Saturday, March 31, 2018

The danger of Bolton

He's amoral, ruthless, and now very, very powerful.




A bully.  Just Trump's type.
The bullies have come together. The “ideological” and “brutal” Bolton is about to be given a desk a few feet away from the Oval Office. As national security adviser, he’ll be the first one in the room and the last one out. “Trump is utterly ignorant of the world, prone to making impulsive decisions, and tends to defer to the most forceful voice in the room, especially when it conveys information with confident bluster,” observed Damon Linker in the The Week. “That would give Bolton enormous power to shape policy — which means the power to get the United States to launch big new wars as well as expand the numerous ones we’re already waging across wide swaths of the Middle East, Africa, and South Asia.”

[...]

“John Bolton is a bully,” José Bustani, the retired Brazilian diplomat and former head of the Organization for the Prohibition of Chemical Weapons, told me when I reached him by phone in Paris earlier this month.

[...]

In early 2002, a year before the invasion of Iraq, the Bush administration was putting intense pressure on Bustani to quit as director-general of the OPCW — despite the fact that he had been unanimously re-elected to head the 145-nation body just two years earlier.
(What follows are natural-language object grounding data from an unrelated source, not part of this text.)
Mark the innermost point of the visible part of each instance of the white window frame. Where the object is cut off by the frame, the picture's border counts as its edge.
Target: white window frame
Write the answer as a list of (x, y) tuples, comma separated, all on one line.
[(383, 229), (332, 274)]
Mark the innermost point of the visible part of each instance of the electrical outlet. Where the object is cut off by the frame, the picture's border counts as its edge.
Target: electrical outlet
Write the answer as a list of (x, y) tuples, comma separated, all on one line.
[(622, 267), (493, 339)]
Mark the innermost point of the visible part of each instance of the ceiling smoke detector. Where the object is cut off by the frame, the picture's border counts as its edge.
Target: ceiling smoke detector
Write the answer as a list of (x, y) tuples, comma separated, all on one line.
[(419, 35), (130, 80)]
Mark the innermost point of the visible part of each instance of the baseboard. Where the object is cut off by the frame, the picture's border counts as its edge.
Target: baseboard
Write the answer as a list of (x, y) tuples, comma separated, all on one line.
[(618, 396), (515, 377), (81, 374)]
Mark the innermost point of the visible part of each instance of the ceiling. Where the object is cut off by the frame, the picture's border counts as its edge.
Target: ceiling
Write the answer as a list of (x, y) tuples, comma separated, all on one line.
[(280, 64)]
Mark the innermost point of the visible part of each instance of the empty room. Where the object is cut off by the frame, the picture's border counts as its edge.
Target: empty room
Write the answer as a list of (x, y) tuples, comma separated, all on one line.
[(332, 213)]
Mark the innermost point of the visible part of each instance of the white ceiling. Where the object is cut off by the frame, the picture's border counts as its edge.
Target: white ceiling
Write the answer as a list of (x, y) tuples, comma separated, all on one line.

His transgression? Negotiating with Saddam Hussein’s Iraq to allow OPCW weapons inspectors to make unannounced visits to that country — thereby undermining Washington’s rationale for regime change.

In 2001, then-Secretary of State Colin Powell had penned a letter to Bustani, thanking him for his “very impressive” work. By March 2002, however, Bolton — then serving as under secretary of state for Arms Control and International Security Affairs — arrived in person at the OPCW headquarters in the Hague to issue a warning to the organization’s chief. And, according to Bustani, Bolton didn’t mince words. “Cheney wants you out,” Bustani recalled Bolton saying, referring to the then-vice president of the United States. “We can’t accept your management style.”
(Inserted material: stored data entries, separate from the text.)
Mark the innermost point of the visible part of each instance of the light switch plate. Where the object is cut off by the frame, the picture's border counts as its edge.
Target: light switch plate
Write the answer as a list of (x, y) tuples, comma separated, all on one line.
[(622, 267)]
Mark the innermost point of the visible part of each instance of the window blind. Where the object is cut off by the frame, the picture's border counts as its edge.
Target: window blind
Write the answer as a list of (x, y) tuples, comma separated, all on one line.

Bolton continued, according to Bustani’s recollections: “You have 24 hours to leave the organization, and if you don’t comply with this decision by Washington, we have ways to retaliate against you.”

There was a pause.

“We know where your kids live. You have two sons in New York.”
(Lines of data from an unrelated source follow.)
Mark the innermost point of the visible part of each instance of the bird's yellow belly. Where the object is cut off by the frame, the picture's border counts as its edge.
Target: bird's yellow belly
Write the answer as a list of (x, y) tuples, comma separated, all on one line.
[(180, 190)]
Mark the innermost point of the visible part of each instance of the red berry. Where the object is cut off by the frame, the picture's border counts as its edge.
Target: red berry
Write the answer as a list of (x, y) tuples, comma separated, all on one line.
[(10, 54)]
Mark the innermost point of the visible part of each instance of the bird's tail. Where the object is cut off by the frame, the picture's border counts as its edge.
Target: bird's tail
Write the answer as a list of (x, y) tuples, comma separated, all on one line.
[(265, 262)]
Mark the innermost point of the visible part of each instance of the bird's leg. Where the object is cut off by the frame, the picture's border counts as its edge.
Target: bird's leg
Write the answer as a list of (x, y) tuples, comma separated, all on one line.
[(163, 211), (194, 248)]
Bustani told me he was taken aback but refused to back down. “My family is aware of the situation, and we are prepared to live with the consequences of my decision,” he replied.

[...]

According to Time magazine, his former boss Colin Powell privately warned Republican senators in 2005, during the confirmation hearings for Bolton’s controversial nomination as U.S. ambassador to the United Nations, that “he had been troubled by the way Bolton had treated subordinates who did not agree with him.”

  Intercept
Mehdi Hasan's interview with José Bustani.

...but hey, do what you want...you will anyway.